The owner of a Porsche 911T has engaged 3R Automotive to turn the car into a 1973 2.7 Carrera RS Tribute restoration. 3R has been working on Porsche cars for many years and they are excited to be a part of this project! If you are interested in doing something like this yourself, please contact us to discuss your project.

Porsche 2.7 Carrera RS History

The rear-engine Porsche 911 was unveiled in Europe in late 1963 at the Frankfurt, Germany, auto show, and went on sale in America in 1965. Since its arrival on the automotive scene there have been numerous updates to the 911 and many different versions but the 1973 911 Carrera RS 2.7 coupe is the most famous of the 1965-73 first-generation Porsche 911 models.

The Carrera name given to Porsche cars debuted in the fall of 1955 along with the Porsche four-cam engine at Frankfurt auto show. The name "Carrera" was adopted from the famous long distance race "Carrera Panamericana" held in Mexico during the 1950's and in which Porsche had numerous class victories with their 356 Carrera.

Revealed at the 1972 Paris Auto Show, the Porsche Carrera 2.7 RS (RS stands for Rennsport in German, meaning race sport in English) was a special model used to homologate the Porsche 911 in Group 4 racing. Developed from the 911S, the 2.7 was more potent in almost every area. The Carrera 2.7 RS featured a larger engine, wider flares to accommodate the Fuchs alloy wheels, stiffened suspension, larger brakes and a ducktail rear spoiler.

With the use of a Nikasil coating on the cylinder walls (technology developed in Porsche's 917 program) , the 2.4l unit could be bored out to a capacity of 2687 cc. At the time, this became the largest engine available in a Porsche and was good for 210bhp at 6300 rpm and with a taller 4th and 5th gear, the top speed was increased to 152mph.

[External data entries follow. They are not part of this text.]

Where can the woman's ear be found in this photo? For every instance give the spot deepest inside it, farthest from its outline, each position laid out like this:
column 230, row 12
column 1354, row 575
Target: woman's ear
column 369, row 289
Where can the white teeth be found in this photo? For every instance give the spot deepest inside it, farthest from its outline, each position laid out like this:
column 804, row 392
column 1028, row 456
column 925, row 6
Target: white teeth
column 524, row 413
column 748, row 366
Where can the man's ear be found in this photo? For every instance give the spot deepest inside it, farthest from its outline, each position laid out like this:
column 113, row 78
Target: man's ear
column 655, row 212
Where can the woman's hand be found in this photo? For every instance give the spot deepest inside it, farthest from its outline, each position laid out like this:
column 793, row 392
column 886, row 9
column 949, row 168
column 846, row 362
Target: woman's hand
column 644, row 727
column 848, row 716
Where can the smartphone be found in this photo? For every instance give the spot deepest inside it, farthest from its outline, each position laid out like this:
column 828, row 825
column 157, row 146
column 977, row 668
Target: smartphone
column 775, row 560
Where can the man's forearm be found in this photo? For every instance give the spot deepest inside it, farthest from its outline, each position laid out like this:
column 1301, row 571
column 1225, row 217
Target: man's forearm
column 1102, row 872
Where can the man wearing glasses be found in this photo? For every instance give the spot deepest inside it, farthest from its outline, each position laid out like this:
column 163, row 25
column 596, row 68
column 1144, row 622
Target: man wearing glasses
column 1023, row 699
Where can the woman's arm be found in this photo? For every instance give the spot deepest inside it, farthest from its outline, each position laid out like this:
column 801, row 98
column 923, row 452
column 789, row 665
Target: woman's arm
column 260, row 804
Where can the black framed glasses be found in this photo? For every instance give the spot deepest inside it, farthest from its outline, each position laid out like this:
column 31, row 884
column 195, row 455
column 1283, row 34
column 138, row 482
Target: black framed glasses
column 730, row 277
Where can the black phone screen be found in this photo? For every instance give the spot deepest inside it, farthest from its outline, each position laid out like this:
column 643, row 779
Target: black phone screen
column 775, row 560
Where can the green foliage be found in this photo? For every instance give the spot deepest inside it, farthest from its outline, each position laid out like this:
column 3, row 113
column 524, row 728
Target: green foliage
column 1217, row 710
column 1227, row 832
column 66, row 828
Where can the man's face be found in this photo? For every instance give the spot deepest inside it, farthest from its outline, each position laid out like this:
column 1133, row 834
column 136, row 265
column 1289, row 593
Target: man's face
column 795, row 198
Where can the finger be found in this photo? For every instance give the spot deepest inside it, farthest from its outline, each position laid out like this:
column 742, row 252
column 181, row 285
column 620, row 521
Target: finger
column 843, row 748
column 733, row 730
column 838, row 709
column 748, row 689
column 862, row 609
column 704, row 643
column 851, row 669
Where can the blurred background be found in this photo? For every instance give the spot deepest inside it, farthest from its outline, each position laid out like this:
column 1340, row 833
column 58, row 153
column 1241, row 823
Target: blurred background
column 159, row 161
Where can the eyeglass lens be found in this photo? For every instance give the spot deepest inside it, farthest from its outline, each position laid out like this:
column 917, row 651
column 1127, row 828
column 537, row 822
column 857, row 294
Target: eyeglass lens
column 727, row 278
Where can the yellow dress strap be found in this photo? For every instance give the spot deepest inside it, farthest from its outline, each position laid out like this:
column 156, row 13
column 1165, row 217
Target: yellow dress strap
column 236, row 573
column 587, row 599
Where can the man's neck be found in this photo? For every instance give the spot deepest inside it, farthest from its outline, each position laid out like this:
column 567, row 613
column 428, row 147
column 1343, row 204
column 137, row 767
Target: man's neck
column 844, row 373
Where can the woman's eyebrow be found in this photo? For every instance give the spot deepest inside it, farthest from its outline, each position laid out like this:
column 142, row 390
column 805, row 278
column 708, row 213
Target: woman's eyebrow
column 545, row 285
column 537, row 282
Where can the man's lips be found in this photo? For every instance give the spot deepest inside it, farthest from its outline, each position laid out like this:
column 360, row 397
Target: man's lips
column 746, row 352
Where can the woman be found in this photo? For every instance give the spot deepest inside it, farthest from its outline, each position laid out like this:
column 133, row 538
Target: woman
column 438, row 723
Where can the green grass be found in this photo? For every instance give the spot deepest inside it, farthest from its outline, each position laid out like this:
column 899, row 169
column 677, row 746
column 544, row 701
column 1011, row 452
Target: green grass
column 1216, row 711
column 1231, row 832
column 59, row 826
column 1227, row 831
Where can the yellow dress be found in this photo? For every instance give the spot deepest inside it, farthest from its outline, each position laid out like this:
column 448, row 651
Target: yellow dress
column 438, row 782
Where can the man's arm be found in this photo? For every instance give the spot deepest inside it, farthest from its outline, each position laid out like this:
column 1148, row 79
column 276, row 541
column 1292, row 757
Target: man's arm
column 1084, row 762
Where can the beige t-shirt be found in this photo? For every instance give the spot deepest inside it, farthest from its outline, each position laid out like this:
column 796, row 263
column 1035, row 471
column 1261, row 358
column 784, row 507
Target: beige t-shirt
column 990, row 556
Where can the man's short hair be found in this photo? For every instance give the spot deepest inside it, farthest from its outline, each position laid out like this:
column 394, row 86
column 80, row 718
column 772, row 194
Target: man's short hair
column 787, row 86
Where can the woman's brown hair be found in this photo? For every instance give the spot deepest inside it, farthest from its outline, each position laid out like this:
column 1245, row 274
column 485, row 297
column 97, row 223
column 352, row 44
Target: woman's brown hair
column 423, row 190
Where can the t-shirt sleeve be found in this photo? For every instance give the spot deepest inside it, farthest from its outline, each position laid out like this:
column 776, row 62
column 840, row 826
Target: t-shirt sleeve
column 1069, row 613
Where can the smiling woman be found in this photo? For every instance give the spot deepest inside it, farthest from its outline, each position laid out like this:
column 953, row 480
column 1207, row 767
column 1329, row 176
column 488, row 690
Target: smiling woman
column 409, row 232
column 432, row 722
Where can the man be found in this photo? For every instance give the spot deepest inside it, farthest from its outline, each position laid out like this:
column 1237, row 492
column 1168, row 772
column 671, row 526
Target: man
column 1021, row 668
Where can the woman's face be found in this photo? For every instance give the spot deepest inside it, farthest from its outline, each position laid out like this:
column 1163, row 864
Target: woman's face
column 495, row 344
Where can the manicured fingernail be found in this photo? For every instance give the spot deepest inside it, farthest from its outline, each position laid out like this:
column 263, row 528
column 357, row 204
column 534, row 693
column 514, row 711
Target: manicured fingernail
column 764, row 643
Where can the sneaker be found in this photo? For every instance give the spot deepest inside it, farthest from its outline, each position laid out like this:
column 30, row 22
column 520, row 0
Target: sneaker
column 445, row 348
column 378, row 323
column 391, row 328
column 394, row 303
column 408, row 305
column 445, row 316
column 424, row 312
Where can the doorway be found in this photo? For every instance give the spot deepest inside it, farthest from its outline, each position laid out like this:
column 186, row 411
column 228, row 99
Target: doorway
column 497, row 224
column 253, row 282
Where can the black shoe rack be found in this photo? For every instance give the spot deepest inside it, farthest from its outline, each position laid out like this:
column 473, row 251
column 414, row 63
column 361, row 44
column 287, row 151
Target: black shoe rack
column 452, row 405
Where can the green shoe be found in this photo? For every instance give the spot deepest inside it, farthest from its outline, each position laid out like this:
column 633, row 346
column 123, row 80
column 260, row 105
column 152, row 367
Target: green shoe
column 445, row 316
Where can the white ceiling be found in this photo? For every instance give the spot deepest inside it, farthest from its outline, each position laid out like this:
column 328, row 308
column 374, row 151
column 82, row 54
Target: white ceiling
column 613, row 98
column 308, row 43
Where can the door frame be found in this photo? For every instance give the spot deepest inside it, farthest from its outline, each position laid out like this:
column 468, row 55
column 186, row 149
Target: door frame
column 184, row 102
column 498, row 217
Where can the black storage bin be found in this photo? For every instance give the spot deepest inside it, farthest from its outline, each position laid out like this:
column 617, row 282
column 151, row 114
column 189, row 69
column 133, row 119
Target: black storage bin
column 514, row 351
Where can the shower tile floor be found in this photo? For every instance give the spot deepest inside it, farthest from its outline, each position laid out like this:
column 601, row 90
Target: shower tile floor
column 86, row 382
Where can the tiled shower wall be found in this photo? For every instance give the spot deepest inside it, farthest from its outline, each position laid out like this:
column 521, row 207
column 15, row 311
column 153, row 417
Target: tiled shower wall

Initial production for the 2.7 was only 500 cars and it sold out almost immediately. Three versions were available, including a lightweight Sports trim, Race Trim or more opulent Touring trim for the road. The lightweight version was substantially lighter with thin-gauge body panels, lighter windows and a stripped out interior. Today, all of these models are highly valued by car collectors and they are considered by many to be the greatest classic Porsche 911 of all time.